For the helms, the very same shining silver color that was used before the washes did the job.
Conclusions
See? We made it through. That was not that scary!
The figures are now ready to be removed from the supports (there are only two, you can literally remove them with your fingers), and glued on a base. Since they are VERY light they can be easily placed on any support, including custom bases of sorts.
Since I wanted to show the difference in scale, here they are, temporarly glued on the base on another figure I had on my workbench (a rather excellent Red Box Games medieval warrior) and they can show off all their tiny awesomeness!

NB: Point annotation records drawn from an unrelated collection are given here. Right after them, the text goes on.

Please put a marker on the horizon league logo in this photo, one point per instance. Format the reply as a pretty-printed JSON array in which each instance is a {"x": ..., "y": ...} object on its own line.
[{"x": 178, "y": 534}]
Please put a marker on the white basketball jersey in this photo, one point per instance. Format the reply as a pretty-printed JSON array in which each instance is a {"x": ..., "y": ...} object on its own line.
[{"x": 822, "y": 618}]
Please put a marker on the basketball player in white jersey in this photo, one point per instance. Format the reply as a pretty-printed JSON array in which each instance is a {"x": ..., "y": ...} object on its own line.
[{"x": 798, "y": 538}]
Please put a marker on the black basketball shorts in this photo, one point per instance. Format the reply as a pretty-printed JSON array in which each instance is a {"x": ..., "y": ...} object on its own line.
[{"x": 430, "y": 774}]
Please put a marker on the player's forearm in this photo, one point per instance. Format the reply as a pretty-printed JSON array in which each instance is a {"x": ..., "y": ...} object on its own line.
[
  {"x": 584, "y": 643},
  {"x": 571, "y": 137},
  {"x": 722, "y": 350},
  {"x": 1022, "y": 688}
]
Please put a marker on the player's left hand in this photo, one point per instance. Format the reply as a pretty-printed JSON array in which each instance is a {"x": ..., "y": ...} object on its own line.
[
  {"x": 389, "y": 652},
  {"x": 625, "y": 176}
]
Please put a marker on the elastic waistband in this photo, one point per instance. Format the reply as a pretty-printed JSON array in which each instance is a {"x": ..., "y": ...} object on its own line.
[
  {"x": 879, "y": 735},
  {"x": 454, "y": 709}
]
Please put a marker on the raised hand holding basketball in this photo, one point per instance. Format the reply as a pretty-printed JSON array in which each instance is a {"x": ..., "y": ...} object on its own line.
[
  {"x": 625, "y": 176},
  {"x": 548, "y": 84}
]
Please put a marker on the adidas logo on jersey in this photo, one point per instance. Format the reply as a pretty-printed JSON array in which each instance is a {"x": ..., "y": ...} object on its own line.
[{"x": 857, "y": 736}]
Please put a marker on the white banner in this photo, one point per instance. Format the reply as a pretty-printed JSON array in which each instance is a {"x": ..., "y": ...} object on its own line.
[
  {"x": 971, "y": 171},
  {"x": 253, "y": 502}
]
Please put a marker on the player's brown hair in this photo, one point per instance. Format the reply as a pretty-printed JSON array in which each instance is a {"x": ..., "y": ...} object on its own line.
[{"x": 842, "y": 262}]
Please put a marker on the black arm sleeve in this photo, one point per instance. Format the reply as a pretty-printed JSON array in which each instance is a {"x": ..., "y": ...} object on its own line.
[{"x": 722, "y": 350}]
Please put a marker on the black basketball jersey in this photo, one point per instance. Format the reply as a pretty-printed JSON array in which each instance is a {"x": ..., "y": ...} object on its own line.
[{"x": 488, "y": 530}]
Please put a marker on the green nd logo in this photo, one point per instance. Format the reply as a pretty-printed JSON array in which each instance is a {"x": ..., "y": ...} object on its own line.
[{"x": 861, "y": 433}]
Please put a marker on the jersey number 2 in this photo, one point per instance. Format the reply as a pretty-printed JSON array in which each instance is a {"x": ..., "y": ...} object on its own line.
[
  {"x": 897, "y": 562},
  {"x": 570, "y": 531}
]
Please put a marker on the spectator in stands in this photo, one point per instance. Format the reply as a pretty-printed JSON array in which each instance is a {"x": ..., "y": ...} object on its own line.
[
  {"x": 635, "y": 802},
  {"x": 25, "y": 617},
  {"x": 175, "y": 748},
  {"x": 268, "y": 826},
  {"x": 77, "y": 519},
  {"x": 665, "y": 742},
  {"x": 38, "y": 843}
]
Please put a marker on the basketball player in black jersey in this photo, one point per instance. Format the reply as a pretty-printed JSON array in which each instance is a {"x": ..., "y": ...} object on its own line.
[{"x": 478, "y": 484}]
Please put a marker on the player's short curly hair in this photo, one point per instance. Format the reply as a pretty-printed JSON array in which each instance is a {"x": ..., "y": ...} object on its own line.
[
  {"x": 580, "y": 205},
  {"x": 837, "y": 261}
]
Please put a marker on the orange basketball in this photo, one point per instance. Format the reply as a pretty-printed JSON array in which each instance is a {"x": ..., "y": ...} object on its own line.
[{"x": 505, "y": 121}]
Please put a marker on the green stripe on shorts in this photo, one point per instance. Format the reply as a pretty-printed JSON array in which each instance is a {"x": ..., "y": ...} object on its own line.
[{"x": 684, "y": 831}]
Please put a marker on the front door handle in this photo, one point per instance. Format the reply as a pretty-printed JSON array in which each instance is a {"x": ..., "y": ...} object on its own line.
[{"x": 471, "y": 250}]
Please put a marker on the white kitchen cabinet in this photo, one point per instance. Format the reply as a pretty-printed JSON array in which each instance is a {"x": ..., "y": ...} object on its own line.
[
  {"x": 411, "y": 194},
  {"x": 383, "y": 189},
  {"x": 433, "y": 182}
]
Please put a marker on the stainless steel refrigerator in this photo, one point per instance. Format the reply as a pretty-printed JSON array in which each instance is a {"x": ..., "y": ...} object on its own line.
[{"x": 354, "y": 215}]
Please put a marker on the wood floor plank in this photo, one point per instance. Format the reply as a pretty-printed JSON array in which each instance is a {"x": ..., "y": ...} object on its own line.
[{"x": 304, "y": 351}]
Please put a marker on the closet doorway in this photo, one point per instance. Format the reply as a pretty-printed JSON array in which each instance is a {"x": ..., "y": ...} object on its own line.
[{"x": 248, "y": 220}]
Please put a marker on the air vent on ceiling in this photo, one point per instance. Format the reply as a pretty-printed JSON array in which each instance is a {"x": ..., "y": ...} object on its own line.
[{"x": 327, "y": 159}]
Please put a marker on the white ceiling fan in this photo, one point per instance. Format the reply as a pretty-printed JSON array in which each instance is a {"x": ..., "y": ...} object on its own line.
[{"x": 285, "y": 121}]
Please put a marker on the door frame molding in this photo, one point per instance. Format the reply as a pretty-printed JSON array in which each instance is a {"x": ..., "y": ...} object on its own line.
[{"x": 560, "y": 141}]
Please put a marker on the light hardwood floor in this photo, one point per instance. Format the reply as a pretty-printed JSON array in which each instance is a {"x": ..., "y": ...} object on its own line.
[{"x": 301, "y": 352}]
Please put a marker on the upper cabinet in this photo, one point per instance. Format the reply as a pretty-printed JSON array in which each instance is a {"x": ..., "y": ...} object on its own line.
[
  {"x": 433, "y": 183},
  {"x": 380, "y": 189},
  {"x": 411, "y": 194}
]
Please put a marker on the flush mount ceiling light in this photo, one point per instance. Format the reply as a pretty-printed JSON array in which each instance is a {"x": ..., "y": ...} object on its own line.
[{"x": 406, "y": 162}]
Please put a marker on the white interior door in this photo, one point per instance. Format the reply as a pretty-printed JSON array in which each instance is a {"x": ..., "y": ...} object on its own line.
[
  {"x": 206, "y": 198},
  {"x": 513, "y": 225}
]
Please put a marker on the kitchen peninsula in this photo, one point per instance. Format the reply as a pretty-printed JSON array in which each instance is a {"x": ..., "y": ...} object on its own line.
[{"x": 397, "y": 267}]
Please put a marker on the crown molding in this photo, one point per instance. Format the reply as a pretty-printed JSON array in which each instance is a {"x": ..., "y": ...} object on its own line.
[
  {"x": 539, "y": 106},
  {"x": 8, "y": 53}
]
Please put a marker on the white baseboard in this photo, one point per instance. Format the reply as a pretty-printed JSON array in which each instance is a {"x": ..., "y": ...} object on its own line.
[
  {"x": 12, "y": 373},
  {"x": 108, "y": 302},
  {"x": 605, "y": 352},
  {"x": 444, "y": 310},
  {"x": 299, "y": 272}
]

Stay tuned for more, and if this article made you less wary about small scales, do take a look at the medieval bundle!
Cheers,
The Lazy Forger
I’m truying to print in a smaller scale aswell, but I’m having difficulties finding the right settings to print. I was hoping to find some specifics here, but allas.
can you tell me which settings you use so I have a guideline?
Hi there! I’m afraid settings are VERY dependent on the printer, in general I found that the correct settings fro 28mm scale miniatures work just as well for 6mm. Which files are you trying to print? If they’re properly supported for the scale it should all be easier.
My settings, btw: Anycubic Photon S, with Anycubic Grey resin, 0.025mm layers at 5.3 seconds of exposure.